“Klezmer Dynasty: An Intimate History of Modern Jewish Culture, 1880-2019”
Professional Background
Dr. Frances Tanzer is the Rose Professor of Jewish Culture and Holocaust Studies at Clark University’s Strassler Center for Holocaust and Genocide Studies. She received her PhD in European History from Brown University in 2018. In her research, she is interested in writing histories of modern Europe that focus on the paradoxical but crucial roles of refugees and minorities in shaping the continent's identities and cultures. More broadly, her research examines the aftermath of the Holocaust in Central Europe; refugees and migration; Holocaust memory; and the history of antisemitism and Islamophobia. A sustained interest in visual culture and performance unites her explorations of these themes. She has received fellowships from the Center for Jewish History, the German Historical Institute, the Getty Institute, the Cogut Institute for the Humanities, the Botstiber Institute for Austrian-American Studies, and the Central European History Society, among others.
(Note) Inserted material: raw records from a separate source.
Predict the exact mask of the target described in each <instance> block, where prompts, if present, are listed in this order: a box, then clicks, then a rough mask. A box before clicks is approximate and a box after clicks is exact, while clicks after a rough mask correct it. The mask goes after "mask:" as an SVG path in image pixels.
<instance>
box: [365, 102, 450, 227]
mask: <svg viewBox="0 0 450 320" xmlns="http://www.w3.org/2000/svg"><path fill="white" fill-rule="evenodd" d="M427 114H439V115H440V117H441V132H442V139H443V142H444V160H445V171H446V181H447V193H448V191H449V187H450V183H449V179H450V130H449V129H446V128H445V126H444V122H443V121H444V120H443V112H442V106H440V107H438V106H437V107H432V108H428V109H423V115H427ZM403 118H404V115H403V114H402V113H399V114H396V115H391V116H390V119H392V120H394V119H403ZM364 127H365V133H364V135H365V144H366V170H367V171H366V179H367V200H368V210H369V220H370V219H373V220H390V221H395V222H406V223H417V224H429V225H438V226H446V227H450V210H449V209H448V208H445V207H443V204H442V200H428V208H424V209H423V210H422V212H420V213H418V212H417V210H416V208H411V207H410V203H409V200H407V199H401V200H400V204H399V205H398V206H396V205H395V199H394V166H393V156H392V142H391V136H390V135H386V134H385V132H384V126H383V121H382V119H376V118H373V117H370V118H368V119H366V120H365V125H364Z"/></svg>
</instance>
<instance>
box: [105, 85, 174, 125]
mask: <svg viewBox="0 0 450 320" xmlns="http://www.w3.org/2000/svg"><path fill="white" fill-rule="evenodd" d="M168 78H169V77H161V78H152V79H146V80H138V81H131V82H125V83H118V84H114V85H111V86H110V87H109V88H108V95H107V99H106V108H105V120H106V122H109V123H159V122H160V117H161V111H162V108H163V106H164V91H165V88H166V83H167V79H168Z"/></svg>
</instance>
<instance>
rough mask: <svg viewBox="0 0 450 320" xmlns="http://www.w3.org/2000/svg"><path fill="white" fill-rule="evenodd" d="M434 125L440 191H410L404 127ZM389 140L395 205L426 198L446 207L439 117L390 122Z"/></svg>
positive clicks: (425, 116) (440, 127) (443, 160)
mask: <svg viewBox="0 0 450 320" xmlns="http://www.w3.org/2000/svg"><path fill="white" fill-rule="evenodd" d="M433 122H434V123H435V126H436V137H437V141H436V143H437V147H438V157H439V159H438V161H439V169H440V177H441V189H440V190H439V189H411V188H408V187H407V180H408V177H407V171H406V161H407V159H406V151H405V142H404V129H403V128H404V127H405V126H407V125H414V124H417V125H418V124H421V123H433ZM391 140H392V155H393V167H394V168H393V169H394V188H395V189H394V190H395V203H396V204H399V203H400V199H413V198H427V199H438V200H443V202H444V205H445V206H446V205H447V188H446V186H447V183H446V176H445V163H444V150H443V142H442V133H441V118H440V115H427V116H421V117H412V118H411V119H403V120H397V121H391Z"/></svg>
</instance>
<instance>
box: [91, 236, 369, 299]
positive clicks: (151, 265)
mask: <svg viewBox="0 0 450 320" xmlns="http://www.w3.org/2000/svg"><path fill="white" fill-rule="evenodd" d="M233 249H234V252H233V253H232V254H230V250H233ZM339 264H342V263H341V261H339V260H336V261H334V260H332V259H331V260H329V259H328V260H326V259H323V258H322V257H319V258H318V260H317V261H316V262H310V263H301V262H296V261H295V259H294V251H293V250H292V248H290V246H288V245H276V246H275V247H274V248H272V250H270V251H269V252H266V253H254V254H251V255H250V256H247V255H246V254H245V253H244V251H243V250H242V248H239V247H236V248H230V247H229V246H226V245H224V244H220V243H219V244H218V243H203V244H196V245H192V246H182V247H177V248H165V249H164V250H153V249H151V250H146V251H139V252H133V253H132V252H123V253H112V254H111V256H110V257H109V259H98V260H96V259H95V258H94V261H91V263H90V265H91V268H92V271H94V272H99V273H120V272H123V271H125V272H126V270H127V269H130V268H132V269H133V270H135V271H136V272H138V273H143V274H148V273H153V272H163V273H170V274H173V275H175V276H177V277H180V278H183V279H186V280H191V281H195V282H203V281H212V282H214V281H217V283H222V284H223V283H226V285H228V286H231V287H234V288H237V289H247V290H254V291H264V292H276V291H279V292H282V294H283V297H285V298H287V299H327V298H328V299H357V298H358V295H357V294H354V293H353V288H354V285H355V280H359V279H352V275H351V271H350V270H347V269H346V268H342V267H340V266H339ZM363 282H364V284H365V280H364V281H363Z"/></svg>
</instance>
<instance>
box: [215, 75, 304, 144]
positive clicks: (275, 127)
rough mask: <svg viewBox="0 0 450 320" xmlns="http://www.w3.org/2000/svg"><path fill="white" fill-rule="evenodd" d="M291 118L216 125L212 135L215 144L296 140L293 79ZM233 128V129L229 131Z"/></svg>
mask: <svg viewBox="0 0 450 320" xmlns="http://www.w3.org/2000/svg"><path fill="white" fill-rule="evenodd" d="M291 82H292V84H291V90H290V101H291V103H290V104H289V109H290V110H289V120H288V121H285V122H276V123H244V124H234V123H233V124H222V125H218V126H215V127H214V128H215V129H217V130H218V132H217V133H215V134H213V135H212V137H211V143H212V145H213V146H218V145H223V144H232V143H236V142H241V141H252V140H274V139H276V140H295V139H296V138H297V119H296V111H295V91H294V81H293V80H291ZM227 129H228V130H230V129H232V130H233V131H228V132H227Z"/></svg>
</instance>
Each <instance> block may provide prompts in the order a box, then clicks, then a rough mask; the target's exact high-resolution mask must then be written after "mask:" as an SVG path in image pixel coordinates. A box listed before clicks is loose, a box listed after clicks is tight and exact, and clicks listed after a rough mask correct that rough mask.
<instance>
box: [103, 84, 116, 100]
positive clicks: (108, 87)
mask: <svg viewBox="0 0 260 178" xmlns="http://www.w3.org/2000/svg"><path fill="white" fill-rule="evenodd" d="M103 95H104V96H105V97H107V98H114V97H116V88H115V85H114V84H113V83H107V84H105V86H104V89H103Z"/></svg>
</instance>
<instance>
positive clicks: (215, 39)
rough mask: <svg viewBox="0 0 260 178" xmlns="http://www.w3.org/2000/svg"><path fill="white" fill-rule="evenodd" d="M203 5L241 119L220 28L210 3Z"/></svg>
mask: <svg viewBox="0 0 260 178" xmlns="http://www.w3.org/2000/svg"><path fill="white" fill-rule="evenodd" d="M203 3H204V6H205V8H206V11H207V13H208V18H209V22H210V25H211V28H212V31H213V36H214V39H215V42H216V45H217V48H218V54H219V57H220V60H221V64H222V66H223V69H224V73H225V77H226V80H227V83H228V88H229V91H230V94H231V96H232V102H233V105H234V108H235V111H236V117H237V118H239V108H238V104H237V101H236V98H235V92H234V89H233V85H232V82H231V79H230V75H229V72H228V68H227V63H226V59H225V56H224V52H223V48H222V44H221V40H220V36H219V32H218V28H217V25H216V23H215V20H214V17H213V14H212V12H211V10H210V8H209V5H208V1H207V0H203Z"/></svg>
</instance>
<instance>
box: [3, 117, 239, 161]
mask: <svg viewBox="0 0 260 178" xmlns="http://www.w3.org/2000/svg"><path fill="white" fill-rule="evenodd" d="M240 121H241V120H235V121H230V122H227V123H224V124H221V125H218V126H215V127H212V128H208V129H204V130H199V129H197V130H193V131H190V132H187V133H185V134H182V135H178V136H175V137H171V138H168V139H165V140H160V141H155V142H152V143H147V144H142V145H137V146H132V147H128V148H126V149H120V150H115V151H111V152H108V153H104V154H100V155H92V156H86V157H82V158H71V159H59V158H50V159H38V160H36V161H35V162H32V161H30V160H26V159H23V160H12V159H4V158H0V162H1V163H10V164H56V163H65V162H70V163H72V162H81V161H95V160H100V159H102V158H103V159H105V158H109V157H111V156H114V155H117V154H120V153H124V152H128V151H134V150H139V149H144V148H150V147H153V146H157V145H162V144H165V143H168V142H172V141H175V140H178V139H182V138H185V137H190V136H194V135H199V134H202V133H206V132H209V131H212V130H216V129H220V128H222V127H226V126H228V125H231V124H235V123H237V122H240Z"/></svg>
Currently, Dr. Tanzer is working on a book entitled, Vanishing Vienna: Jewish Absence in Postwar Central Europe, which analyzes the fraught attempts to restore the cultural dynamism of pre-Nazi Vienna as Austrians and Jews reimagined themselves and Central European culture after the Holocaust. This book focuses on how Jews and non-Jews experienced, confronted, and represented Jewish absence as they pursued projects of cultural reconstruction from the Anschluss in 1938 to the present-day. Articles related to this project can be found in The Leo Baeck Institute Yearbook and Contemporary European History (forthcoming).
Fellowship Research
Dr. Tanzer was awarded a 2020-2021 Sosland Fellowship to begin research for second book project, Klezmer Dynasty: An Intimate History of Modern Jewish Culture, 1880-2019. This project proposes a transnational cultural history of the Holocaust and modern Jewish experience by focusing on Tanzer’s own family, the Brandwein klezmer musicians of Habsburg Galicia. They innovated klezmer music and Jewish culture from around 1880 to 2019 as they experienced the changes wrought by modernity, migration, the Holocaust, and its aftermath. This project connects the large-scale transformations that defined modern Jewish history to personal stories of reinvention by using family documents, ephemera from performances, and materials from the USHMM archives. Klezmer Dynasty analyzes a fundamental reevaluation of the place of Jews in European cultures after the Holocaust: namely how the status of klezmer music moved from a “low” and minor genre performed in nightclubs and at weddings before World War I to become representative of a European and Jewish musical aesthetic after the Holocaust. How did this transition take place and what are its consequences for Jews and other minorities in Europe?